I believe everyone will talk about indexes when optimizing the database, and I am no exception, everyone I can basically answer a few questions about the optimization of data structures, as well as a few words about page caching, but once an interviewer at Alibaba P9 asked me: Can you talk about an index data from the computer level? What is the loading process? (Just wanted me to talk about IO)
I died on the spot.... Because the basic knowledge of computer networks and operating systems is really my blind spot, but I made up for it later, so I won’t talk nonsense. , let’s start with the computer loading data, and talk about indexing from another angle.
MySQL's index is essentially a data structure
Let us first understand the data loading of the computer.
Let’s talk about disk IO first. Reading data from disk relies on mechanical movement, and each time reading data requiresSeek, find point, copy to memoryThree-step operation.
SeekThe time is the time required for the magnetic arm to move to the specified track, usually less than 5ms;
Search pointis from the track The average time to find the point where the data exists is half a turn. If it is a 7200 rpm disk, the average time to find the point is 600000/7200/2=4.17ms;
Copy to memoryThe time is very fast, which is negligible compared with the previous two times, so the average time of oneIO is about 9ms. It sounds fast, but it takes 9000 seconds to go through millions of data in the database, which is obviously a disaster level.
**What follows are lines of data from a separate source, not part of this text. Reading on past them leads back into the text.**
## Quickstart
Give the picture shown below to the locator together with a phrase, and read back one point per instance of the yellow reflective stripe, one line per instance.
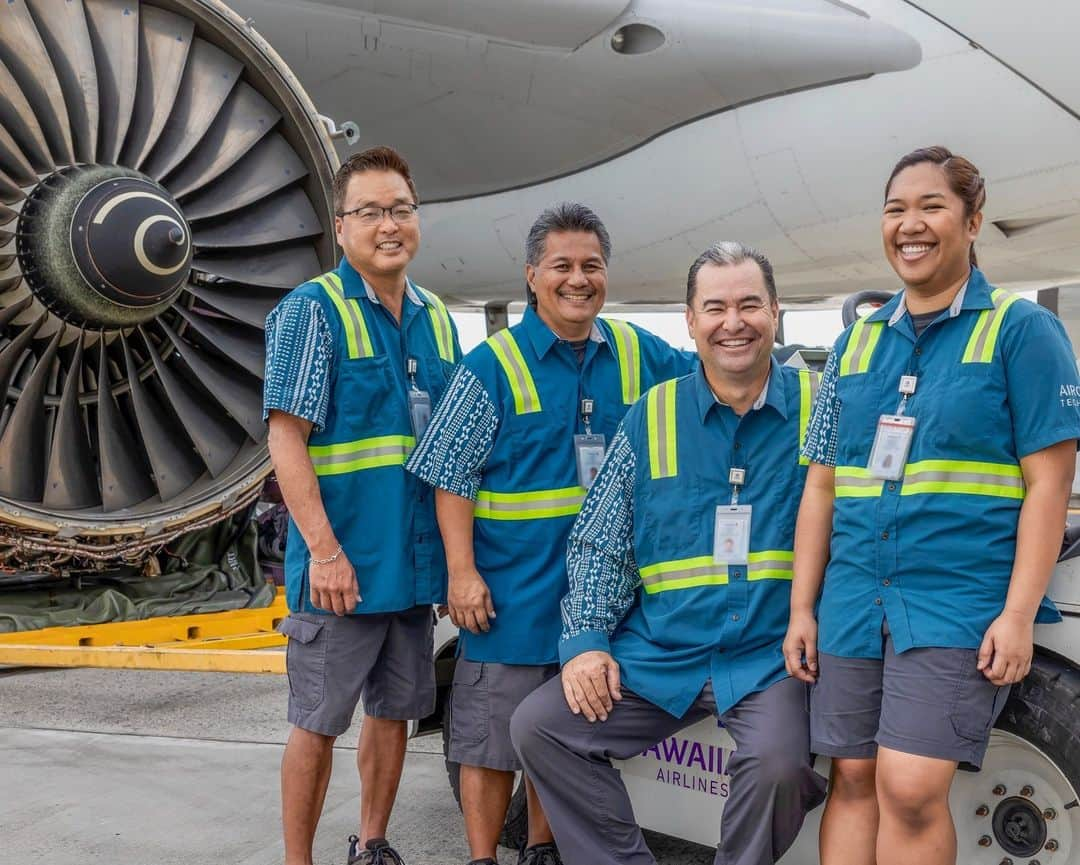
(702, 570)
(809, 381)
(522, 386)
(963, 477)
(855, 482)
(660, 418)
(440, 324)
(362, 454)
(358, 340)
(860, 349)
(770, 565)
(984, 335)
(629, 352)
(537, 504)
(683, 573)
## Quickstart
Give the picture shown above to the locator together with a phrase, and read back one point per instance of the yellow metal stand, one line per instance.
(214, 642)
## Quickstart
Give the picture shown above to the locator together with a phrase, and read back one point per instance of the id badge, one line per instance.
(891, 444)
(419, 411)
(731, 535)
(589, 453)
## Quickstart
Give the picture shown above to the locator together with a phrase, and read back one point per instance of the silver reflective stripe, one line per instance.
(532, 504)
(683, 573)
(363, 453)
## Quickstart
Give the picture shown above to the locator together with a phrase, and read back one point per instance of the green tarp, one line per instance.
(210, 570)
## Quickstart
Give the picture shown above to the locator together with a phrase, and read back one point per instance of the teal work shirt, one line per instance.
(383, 517)
(503, 436)
(933, 552)
(644, 583)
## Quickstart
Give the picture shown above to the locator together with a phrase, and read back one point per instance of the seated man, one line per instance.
(679, 572)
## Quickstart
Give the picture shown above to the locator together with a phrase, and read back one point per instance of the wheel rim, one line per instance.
(1016, 809)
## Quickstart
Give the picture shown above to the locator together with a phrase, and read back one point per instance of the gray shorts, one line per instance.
(335, 661)
(929, 702)
(485, 694)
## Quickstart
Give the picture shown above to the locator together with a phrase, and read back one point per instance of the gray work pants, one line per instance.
(569, 761)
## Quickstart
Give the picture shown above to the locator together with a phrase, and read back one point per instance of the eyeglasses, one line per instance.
(372, 216)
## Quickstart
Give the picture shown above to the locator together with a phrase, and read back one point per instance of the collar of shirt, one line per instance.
(542, 337)
(354, 286)
(974, 294)
(772, 394)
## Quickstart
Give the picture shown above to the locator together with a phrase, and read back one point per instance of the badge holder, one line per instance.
(419, 403)
(892, 442)
(589, 449)
(731, 528)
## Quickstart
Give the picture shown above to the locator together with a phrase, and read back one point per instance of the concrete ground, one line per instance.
(143, 768)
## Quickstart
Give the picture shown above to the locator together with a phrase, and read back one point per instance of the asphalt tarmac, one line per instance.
(145, 768)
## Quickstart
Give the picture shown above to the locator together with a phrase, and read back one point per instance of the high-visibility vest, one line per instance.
(663, 462)
(565, 501)
(934, 476)
(381, 450)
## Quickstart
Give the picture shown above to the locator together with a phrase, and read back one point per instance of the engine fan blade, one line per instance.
(26, 434)
(285, 216)
(18, 118)
(238, 343)
(164, 41)
(283, 267)
(24, 54)
(71, 481)
(271, 164)
(244, 119)
(63, 28)
(243, 302)
(113, 31)
(238, 394)
(174, 463)
(216, 438)
(124, 478)
(208, 77)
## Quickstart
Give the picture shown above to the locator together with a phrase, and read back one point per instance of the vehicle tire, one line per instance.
(1022, 806)
(515, 830)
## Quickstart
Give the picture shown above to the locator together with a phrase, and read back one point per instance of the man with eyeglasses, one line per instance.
(511, 450)
(679, 571)
(355, 359)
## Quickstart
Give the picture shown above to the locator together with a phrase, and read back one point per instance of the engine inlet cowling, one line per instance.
(163, 180)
Considering that disk IO is a very expensive operation, the computer operating system has optimized read-ahead. When an IO is performed, not only The data of the current disk address, but theadjacent dataare also read into the memory buffer, because when the computer accesses the data of an address, the adjacent data will also be very fast. was visited.
We call the data read by IO each time a page. The specific size of data on a page depends on the operating system. It is usually 4k or 8k, which means we read the data in one page. At that time, only one IO actually occurred.
(Suddenly thought of a question I was asked just after graduation. In a 64-bit operating system, how many bytes does the int type in Java occupy? What is the maximum? Why?)
Then if we want to optimize database queries, we mustreduce disk IO operations as much as possible, so indexes appear.
MySQL
The official definition of index is: Index (Index) is a data structure that helpsMySQL
obtain data efficiently.
MySQL
The commonly used indexes are physically divided into two categories, B-tree indexes and hash indexes.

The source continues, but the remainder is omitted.